2. Check Supported features by platform to see which operating systems support Scanner.
3. Install the agent on an SAP application server running one of the supported operating systems. See Install the agent‌.
4. Add the SAP server to Workload Security and activate the agent on the SAP server. See Add the SAP server to Workload Security and activate the agent.
5. Enable the SAP integration feature in a computer or policy. See Assign a security profile‌.
6. Configure the SAP Virus Scan Interface (VSI) by calling the following transactions. See Configure SAP to use the agent.
   • VSCANGROUP
   • VSCAN
   • VSCANPROFILE
   • VSCANTEST

Install Deep Security Agent

1. Go to the Deep Security software download page and download the agent package for your OS.
2. Install the agent on the target system. You can use rpm or zypper, depending on the OS. In this example, rpm is used by typing: rpm -ihv Agent-Core-SuSE_<version>.x86_64.rpm
3. You should see output similar to what's shown in this example, which indicates that the agent installation is complete:
   

Add SAP server to Workload Security and activate Deep Security Agent

• -a is the command to activate the agent, and
• dsm://managerurl:443/ is the parameter that points the agent to Workload Security. managerurl is the URL of Workload Security, and 443 is the default agent-to-manager communication port.
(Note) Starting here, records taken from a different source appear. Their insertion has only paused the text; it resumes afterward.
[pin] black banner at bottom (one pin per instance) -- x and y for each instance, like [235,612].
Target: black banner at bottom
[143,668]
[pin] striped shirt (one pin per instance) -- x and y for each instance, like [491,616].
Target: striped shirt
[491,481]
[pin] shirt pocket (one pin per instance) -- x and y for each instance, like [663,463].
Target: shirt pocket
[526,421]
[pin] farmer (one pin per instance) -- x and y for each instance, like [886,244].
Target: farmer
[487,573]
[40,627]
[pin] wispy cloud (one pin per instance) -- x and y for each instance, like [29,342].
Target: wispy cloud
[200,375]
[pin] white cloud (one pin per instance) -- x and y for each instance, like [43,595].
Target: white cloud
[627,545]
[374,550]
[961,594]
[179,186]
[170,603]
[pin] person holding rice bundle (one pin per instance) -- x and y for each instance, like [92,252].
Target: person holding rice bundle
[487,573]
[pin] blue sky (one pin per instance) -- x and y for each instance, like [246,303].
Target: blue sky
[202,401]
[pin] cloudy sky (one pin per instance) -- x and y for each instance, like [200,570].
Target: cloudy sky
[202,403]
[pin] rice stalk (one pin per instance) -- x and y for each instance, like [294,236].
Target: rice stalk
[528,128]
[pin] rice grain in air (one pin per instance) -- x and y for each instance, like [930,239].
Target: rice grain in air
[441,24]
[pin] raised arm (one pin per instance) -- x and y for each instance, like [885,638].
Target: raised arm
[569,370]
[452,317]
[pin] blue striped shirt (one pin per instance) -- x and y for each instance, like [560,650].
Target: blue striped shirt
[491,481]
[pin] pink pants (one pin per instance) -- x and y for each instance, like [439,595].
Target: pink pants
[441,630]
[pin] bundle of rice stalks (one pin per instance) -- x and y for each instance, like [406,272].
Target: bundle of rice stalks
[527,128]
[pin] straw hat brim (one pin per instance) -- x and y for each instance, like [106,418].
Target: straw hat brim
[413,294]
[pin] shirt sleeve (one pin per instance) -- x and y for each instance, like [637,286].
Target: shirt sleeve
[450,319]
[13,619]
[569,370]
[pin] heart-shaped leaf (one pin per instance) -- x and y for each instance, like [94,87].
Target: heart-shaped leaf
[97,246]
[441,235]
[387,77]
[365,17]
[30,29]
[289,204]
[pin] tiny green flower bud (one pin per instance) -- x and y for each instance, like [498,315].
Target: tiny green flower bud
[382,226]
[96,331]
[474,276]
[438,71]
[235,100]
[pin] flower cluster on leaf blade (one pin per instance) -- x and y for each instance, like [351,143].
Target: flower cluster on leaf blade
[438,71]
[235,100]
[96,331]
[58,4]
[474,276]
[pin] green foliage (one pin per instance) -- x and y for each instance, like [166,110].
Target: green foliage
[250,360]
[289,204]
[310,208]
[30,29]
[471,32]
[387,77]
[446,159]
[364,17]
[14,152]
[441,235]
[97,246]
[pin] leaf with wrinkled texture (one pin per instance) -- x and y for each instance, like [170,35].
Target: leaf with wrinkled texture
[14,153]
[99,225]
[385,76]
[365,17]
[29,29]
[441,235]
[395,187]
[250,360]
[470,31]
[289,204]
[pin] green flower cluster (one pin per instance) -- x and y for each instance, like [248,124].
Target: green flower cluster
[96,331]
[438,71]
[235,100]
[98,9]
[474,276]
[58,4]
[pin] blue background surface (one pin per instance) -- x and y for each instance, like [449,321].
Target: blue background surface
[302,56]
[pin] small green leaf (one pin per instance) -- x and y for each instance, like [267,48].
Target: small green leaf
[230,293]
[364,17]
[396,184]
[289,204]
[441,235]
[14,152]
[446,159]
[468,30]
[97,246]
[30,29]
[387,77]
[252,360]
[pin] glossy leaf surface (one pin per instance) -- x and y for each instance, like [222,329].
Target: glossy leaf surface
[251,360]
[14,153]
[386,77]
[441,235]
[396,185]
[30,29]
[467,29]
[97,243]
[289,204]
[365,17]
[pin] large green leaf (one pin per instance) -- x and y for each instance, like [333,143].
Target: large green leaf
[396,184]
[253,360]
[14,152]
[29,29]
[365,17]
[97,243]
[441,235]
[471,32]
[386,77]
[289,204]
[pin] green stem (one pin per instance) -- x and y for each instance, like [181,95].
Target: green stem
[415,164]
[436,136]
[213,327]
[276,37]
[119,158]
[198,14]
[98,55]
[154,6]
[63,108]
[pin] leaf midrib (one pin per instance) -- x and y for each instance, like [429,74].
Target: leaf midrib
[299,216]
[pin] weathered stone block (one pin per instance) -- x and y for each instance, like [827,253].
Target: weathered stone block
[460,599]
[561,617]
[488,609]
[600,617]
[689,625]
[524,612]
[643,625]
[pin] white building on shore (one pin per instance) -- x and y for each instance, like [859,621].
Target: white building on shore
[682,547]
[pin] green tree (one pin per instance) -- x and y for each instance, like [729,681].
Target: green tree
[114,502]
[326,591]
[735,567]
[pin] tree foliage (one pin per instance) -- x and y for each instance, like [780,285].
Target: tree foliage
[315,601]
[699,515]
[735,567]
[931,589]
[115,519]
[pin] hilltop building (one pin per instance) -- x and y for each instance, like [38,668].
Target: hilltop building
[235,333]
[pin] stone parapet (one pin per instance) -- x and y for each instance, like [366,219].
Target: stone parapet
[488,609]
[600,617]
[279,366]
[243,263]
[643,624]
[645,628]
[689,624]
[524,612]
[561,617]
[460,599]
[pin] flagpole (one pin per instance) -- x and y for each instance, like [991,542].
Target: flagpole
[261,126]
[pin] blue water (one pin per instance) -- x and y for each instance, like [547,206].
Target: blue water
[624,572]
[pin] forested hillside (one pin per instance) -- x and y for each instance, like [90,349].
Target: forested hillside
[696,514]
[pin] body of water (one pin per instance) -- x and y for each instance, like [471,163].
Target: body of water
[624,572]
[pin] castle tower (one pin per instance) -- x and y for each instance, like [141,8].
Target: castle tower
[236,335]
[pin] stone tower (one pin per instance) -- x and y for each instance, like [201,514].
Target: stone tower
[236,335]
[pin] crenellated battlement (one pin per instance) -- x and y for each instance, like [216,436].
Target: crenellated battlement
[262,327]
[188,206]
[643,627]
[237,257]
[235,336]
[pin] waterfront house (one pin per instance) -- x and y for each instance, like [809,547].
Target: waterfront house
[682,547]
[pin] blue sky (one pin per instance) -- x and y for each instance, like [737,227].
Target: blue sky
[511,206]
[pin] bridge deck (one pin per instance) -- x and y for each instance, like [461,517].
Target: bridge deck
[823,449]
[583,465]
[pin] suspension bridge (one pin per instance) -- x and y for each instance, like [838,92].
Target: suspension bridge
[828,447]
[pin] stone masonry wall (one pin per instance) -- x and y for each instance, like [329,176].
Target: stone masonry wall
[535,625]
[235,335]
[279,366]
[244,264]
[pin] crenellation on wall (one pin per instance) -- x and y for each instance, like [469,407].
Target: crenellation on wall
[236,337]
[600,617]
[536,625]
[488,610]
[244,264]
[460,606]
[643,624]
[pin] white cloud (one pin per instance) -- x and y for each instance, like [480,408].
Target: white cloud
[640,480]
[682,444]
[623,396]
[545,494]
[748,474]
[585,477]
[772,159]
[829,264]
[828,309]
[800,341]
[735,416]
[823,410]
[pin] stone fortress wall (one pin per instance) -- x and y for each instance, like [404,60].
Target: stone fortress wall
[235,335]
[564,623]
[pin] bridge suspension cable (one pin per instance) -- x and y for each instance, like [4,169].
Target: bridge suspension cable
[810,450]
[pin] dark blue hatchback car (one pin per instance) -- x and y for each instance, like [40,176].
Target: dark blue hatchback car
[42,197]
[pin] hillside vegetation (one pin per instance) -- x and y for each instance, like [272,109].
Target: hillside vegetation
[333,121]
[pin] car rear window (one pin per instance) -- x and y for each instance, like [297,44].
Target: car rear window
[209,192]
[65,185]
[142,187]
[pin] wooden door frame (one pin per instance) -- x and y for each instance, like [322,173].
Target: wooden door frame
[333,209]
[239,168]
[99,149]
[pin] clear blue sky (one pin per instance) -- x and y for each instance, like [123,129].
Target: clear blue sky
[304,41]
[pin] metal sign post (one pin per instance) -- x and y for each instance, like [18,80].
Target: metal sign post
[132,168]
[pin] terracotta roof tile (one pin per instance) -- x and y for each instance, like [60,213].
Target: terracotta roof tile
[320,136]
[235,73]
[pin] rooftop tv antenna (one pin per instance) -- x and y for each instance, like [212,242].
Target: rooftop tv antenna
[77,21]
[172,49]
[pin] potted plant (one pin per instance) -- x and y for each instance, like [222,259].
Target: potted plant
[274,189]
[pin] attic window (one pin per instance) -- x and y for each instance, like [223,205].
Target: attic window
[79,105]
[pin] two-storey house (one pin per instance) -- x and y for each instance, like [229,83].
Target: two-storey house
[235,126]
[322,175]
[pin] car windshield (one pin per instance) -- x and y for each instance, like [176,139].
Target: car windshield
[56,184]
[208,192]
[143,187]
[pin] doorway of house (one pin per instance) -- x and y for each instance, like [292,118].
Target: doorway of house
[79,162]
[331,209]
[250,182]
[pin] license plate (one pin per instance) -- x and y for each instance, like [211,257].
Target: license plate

1. In the Workload Security console, go to the Computers tab.
2. Click the computer name and then click Details and check that the computer's status is Managed.

Assign a security profile

1. In the Computer or Policy editor, go to Anti-Malware → General.
2. In the Anti-Malware section, set Configuration to On (or Inherited On), and then click Save.
   
3. In the Real-Time Scan, Manual Scan, or Scheduled Scan section, set the Malware Scan Configuration and Schedule, or allow those settings to be inherited from the parent policy.
4. Click Save. The status of the anti-malware module changes to Off, installation pending. This means that the agent is retrieving the required module from Workload Security. For this to work, the client needs to access the relay on the relay's listening port number. A few moments later, the agent should start downloading security updates such as anti-malware patterns and scan engines.
5. In the Computer editor, go to Settings → Scanner.
6. In the SAP section, set Configuration to On (or Inherited On), and then click Save.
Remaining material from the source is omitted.